Una nación tiene sentido si existe sentido común. La conciencia de cultura de país se adquiere con educación. Los valores patrios harán que los ciudadanos construyan familias ejemplares y sean profesionales honestos, porque, finalmente, de eso se trata estar en una sociedad regida por una nación.
La democracia, bien construida, hará que el bienestar individual prevalezca por encima de los intereses grupales y a eso se le llama libertad. La libertad individual, con el fiel cumplimiento de las normas de convivencia, conformará un sistema libre, donde los opresores no tienen cabida y al traidor se le castiga.
En una sociedad, deteriorada por crisis de extrema urgencia, se pierde el sentido común y entra el opresor. El opresor, traiciona de facto el compromiso de nación y arrastra al remanente que, por falta de principios éticos, orientado por su propia crisis, accede a la traición.
La figura del colaboracionista, que, por desgracia, es la mayoría de la ciudadanía en crisis, suele tener características indefinidas: es el indeciso que nunca vota hasta que lo hace atemorizado por el tirano, que trata de salvarse por encima del bienestar del otro.
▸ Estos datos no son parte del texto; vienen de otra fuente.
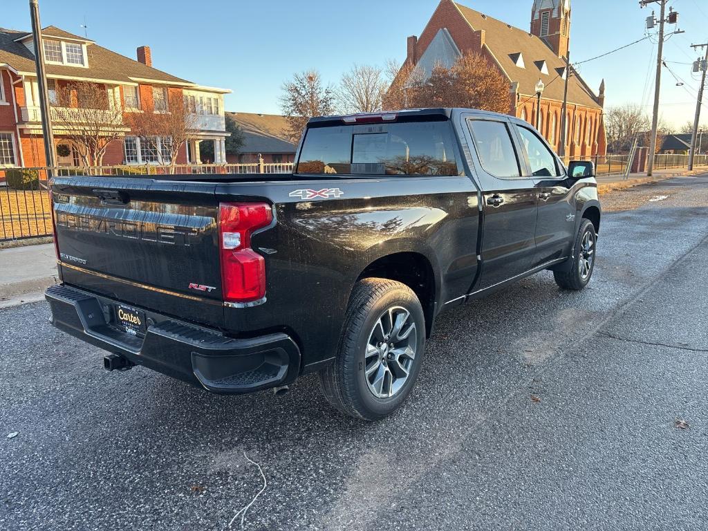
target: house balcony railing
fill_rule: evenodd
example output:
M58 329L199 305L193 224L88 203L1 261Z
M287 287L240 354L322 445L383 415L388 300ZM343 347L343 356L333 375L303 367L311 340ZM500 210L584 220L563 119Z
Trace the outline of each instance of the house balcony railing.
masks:
M226 120L222 115L193 114L194 128L199 131L225 131Z
M22 113L23 122L37 123L42 122L42 114L40 112L39 107L21 107L20 110ZM52 121L62 122L66 120L67 117L71 118L72 115L76 116L77 118L80 117L82 110L82 109L76 109L70 107L50 107L50 116L52 117ZM98 110L98 112L105 113L105 121L107 123L111 123L114 125L122 123L122 116L115 116L114 111L113 110Z

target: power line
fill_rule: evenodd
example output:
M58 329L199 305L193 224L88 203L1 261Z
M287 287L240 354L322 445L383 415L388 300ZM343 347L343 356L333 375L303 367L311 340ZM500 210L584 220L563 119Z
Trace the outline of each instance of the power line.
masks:
M630 42L628 45L624 45L624 46L620 46L619 48L616 48L616 49L612 50L611 52L607 52L607 53L604 53L602 55L598 55L596 57L591 57L590 59L586 59L584 61L579 61L579 62L578 62L576 63L573 63L573 66L576 67L578 64L582 64L583 63L590 62L590 61L594 61L596 59L600 59L600 57L604 57L605 55L610 55L610 54L613 54L615 52L619 52L620 50L624 50L624 48L629 48L630 46L632 46L633 45L636 45L637 42L641 42L643 40L646 40L648 38L649 38L649 35L646 35L645 37L642 37L641 39L639 39L638 40L635 40L634 42Z

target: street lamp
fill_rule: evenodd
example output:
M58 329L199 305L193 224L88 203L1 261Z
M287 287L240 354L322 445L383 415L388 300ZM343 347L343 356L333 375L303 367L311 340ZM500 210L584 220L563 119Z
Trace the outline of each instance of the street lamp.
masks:
M542 79L539 79L536 84L536 96L538 98L538 105L536 107L536 129L541 129L541 94L546 86L543 84Z

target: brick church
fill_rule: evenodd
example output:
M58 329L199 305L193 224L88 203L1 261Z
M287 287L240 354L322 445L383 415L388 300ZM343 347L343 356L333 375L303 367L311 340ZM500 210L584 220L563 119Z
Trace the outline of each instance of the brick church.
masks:
M545 85L540 130L560 152L565 58L571 33L570 0L534 0L530 31L441 0L420 37L408 38L406 62L429 75L433 67L451 67L462 54L483 54L509 81L509 114L536 125L536 84ZM565 153L571 157L605 154L603 122L605 83L597 94L571 69L568 80Z

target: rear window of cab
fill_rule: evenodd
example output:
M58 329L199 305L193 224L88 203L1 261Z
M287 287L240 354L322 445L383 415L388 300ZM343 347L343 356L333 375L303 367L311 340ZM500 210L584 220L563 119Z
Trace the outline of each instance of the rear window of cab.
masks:
M296 173L457 176L456 153L449 121L311 127Z

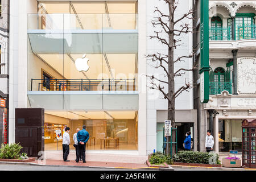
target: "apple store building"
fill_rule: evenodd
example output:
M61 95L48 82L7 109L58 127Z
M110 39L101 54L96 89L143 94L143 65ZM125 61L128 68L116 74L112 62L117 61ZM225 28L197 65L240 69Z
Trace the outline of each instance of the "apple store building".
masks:
M28 107L44 109L46 150L83 125L88 150L138 150L137 7L39 1L28 14Z

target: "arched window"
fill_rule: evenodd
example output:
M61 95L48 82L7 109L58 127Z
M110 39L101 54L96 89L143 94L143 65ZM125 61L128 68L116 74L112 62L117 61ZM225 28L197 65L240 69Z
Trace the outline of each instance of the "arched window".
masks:
M210 26L213 28L221 28L222 27L222 20L220 16L213 16L210 20Z
M213 16L210 20L210 39L211 40L221 40L222 39L222 20L220 16Z

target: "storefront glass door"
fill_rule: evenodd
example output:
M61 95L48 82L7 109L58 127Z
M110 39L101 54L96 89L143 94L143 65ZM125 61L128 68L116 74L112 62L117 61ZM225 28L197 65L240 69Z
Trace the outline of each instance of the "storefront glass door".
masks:
M230 150L242 151L242 121L220 120L218 121L220 152Z

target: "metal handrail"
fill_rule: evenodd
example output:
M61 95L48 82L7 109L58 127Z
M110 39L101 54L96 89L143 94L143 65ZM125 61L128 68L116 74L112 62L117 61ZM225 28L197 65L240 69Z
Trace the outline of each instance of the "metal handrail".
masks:
M231 27L209 27L209 40L232 40Z
M228 91L232 94L232 84L229 82L210 82L210 95L216 95L221 94L224 90Z
M249 24L237 26L237 39L256 39L256 26Z

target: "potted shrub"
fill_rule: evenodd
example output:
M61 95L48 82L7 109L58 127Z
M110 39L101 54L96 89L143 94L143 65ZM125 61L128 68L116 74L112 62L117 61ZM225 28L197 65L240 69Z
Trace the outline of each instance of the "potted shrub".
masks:
M35 160L34 158L28 158L26 153L20 154L22 148L19 143L2 144L0 148L0 161L29 162Z
M148 155L147 164L149 167L168 167L167 164L172 164L172 159L170 155L166 155L161 152Z
M234 156L222 159L222 166L228 167L241 167L241 159Z
M214 167L221 167L218 159L217 154L192 151L180 151L172 157L175 165Z

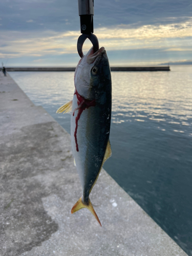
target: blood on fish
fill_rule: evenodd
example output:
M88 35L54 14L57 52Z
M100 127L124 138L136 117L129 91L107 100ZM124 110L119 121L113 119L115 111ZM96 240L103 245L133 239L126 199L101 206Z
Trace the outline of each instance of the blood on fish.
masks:
M90 100L88 99L86 99L83 98L82 96L80 95L76 90L75 90L75 92L74 93L74 95L76 94L77 95L77 104L79 108L77 108L78 109L78 114L77 116L75 118L75 130L74 133L74 137L76 144L76 149L77 152L79 151L79 147L78 146L77 144L77 127L78 127L78 121L79 120L81 115L83 111L83 110L86 109L88 109L90 106L95 106L96 105L95 99L93 100ZM73 115L74 116L75 114L75 111L73 112Z

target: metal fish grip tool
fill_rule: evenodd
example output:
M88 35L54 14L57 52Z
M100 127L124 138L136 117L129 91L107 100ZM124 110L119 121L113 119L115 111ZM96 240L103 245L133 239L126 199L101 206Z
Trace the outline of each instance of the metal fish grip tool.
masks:
M77 51L80 57L83 56L82 47L84 41L89 39L94 52L99 50L99 41L93 33L94 0L78 0L81 35L77 40Z

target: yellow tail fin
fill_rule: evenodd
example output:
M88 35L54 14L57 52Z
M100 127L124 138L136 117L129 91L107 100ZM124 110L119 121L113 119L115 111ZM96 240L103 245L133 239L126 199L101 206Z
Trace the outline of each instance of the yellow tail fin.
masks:
M101 223L100 222L100 220L98 218L97 214L95 212L95 211L93 208L93 205L91 203L90 200L89 200L89 204L87 205L83 204L83 203L82 202L82 197L81 197L79 199L79 200L76 202L76 203L74 205L73 207L72 208L71 213L73 214L74 212L75 212L75 211L77 211L82 208L87 208L88 209L89 209L89 210L91 211L91 212L95 216L95 219L99 222L99 224L101 227Z

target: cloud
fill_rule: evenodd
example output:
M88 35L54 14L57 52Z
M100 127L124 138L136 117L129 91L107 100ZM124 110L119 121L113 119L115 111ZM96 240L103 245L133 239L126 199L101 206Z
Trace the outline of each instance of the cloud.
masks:
M192 19L180 24L144 25L136 28L124 25L100 27L95 32L100 45L109 51L158 49L162 51L181 52L192 49L191 29ZM0 49L2 54L8 57L11 55L6 53L9 52L12 52L13 57L76 53L80 34L78 31L5 31L0 38L0 45L6 46ZM89 40L86 42L84 51L90 48Z
M29 19L29 20L26 20L26 22L30 23L31 22L34 22L34 20L33 19Z

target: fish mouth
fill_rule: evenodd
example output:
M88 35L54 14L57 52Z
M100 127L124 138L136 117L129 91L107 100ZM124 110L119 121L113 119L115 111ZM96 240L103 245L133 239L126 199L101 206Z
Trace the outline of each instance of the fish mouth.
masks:
M90 52L87 57L87 61L88 64L91 64L94 62L97 57L102 53L106 53L106 51L104 47L101 47L98 51L94 52L93 47L92 47Z

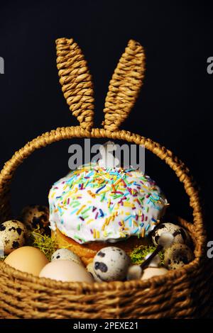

Es también el traidor de la patria.
En un juego de conspiraciones y guerras silentes, el traidor se enriquece, mucho más que el propio tirano, porque hay una gran masa del pueblo que carece de escrúpulos y más si la sociedad está en proceso de la destrucción de la nación.
Solo la conciencia de los ciudadanos libres y resistentes, que aún sin libertad, permanecen inquebrantables y se rebelan, que opinan, que discuten, que argumentan y, sobre todo, que no debaten con el traidor, si no que se suman al bloqueo de ese traidor, salvarán a la nación de los traidores de la patria.